A clue to help in resolving this question may derive from the use of whole-body positron emission tomography (PET). The 18F-FDG PET/CT scanning has been demonstrated to be of benefit in determining the location and severity of disease activity in many inflammatory disorders . It has been used in AIDS patients in search of specific sites of immune activation. Upon HIV infection, resting lymphocytes are activated and switch to glycolysis, increasing their glucose uptake by around 20-fold over 24 hours [21,22]. In 2003, Alexander M Scharko et al. reported their attempts to identify the specific immune-system activation in response to HIV infection . A total of 15 patients were analyzed in different stages of the disease. According to this study HIV–1 is able to induce activation of distinct lymphoid tissues according to the stages of the disease. When the analysis was performed in the acute stage, PET imaging showed that activated lymphoid tissues was localized in the head and neck, with some splenic involvement. Mid stages of the disease are associated with a more generalized pattern of peripheral lymph-node activation. Finally, during the late stages of the disease an involvement of abdominal lymph nodes was more evident. This study demonstrated that whole- body FDG PET images of HIV-positive patients present a clear association between the pattern of lymphoid tissue activation and HIV progression. Unfortunately, no study has been published so far concerning the pattern of PET imaging in COVID–19 patients.
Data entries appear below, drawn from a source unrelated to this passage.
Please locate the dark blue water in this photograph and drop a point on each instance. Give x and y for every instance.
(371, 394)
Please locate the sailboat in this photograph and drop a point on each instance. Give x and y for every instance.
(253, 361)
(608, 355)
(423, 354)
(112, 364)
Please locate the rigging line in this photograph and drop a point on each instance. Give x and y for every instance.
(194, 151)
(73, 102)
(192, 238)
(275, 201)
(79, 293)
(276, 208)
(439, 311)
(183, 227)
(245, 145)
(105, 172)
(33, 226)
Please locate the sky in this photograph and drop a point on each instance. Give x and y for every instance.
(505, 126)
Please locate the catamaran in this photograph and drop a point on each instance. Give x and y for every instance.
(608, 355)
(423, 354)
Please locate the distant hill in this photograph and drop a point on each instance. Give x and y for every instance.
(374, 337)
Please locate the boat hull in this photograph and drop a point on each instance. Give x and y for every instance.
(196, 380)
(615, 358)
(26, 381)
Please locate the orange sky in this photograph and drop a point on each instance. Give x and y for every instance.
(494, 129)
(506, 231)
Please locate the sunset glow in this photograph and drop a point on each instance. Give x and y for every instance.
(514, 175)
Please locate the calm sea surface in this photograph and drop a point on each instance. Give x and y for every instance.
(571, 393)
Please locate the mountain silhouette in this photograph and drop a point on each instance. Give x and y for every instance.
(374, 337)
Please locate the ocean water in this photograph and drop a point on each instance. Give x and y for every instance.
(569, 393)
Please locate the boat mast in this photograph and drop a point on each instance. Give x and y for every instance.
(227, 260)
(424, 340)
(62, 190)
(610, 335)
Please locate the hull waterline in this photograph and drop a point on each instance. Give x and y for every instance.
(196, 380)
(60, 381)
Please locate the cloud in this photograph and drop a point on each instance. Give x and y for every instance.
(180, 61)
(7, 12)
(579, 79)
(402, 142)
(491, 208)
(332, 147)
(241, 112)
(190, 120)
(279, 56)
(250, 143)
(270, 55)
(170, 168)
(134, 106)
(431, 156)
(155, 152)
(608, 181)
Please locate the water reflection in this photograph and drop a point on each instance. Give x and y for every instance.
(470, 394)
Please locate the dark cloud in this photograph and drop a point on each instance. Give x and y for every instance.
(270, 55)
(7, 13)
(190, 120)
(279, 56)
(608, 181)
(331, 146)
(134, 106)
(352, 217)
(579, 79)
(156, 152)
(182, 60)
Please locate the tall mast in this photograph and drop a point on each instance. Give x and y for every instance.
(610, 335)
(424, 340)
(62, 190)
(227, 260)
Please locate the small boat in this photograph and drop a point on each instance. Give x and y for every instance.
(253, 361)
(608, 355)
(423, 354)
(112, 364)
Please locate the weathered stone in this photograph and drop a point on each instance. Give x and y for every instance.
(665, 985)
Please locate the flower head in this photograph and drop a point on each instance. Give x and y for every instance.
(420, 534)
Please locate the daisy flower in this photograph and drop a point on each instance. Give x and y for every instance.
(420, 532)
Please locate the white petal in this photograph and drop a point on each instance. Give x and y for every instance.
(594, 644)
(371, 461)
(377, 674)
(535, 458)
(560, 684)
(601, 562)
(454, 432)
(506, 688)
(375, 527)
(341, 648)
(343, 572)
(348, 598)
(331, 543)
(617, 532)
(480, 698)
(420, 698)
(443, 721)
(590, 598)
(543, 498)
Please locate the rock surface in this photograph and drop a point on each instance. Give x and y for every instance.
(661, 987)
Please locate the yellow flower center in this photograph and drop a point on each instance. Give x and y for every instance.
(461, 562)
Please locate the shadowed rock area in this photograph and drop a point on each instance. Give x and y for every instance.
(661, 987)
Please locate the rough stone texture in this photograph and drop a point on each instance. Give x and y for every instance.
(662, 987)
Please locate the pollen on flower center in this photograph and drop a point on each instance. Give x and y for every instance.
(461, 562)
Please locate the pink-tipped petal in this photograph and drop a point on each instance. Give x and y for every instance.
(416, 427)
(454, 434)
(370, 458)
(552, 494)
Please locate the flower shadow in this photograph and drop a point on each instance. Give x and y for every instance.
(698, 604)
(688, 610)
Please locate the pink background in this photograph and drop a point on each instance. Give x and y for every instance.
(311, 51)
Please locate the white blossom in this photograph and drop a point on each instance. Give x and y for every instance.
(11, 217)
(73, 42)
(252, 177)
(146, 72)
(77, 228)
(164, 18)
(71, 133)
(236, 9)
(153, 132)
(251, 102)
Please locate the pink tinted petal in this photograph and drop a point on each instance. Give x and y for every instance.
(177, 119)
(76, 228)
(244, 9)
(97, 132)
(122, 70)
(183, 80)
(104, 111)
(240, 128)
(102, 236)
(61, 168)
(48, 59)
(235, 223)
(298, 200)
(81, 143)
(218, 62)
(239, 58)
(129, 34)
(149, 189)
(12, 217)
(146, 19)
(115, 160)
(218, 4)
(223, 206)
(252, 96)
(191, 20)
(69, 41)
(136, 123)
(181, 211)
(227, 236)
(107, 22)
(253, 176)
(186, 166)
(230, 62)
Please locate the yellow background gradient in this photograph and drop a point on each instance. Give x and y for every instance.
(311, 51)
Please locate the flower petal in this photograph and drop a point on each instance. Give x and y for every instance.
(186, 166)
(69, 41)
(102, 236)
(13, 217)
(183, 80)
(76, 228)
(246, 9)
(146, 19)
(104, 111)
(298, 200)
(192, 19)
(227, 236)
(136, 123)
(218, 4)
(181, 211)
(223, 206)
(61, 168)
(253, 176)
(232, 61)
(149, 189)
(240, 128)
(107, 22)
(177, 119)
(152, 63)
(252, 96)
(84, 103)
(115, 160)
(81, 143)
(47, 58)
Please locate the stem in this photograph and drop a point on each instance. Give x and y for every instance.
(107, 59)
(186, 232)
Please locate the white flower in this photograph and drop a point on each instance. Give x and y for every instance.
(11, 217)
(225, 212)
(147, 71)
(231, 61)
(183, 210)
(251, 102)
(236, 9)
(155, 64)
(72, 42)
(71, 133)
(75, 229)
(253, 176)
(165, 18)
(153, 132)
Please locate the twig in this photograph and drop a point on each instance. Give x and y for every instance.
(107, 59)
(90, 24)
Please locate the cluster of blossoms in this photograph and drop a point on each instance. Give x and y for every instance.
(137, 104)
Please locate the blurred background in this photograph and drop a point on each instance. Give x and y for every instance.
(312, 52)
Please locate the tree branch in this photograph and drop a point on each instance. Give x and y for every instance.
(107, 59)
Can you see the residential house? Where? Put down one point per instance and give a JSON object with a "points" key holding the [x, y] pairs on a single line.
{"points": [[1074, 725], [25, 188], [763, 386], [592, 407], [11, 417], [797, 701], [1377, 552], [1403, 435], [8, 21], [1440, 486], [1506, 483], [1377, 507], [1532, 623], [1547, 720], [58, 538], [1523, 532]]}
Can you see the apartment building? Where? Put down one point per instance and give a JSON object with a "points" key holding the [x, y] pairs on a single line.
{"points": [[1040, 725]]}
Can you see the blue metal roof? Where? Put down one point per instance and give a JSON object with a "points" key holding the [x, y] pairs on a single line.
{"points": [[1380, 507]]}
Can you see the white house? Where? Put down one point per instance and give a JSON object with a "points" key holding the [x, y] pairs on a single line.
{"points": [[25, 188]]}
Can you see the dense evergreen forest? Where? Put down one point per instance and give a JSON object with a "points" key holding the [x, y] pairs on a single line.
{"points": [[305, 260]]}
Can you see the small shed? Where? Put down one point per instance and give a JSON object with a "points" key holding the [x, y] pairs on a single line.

Another relevant observation is related to the reduced number of NK cells, observed in both COVID- 19 and AIDS patients. NK cells play a fundamental role in the immune response, bridging the innate and adaptive immune systems. In particular, they are considered the antiviral effectors of the innate immune system. NK cells, in fact, are capable to directly respond to viruses, to develop memory-like responses after initial pathogen encounter or vaccination, and to shape the adaptive immune response. The role on NK cells in HIV infection has been recently reviewed  and these cells are gaining consideration in COVID–19 too . The absolute number of NK cells is reduced in both our AIDS and COVID–19 patients. However, we observe a more severe reduction of NK cells in COVID–19 patients compared to AIDS ones. The meaning of this difference and the exact role of NK in HIV as well as in SARS-CoV–2 infections needs to be elucidated yet.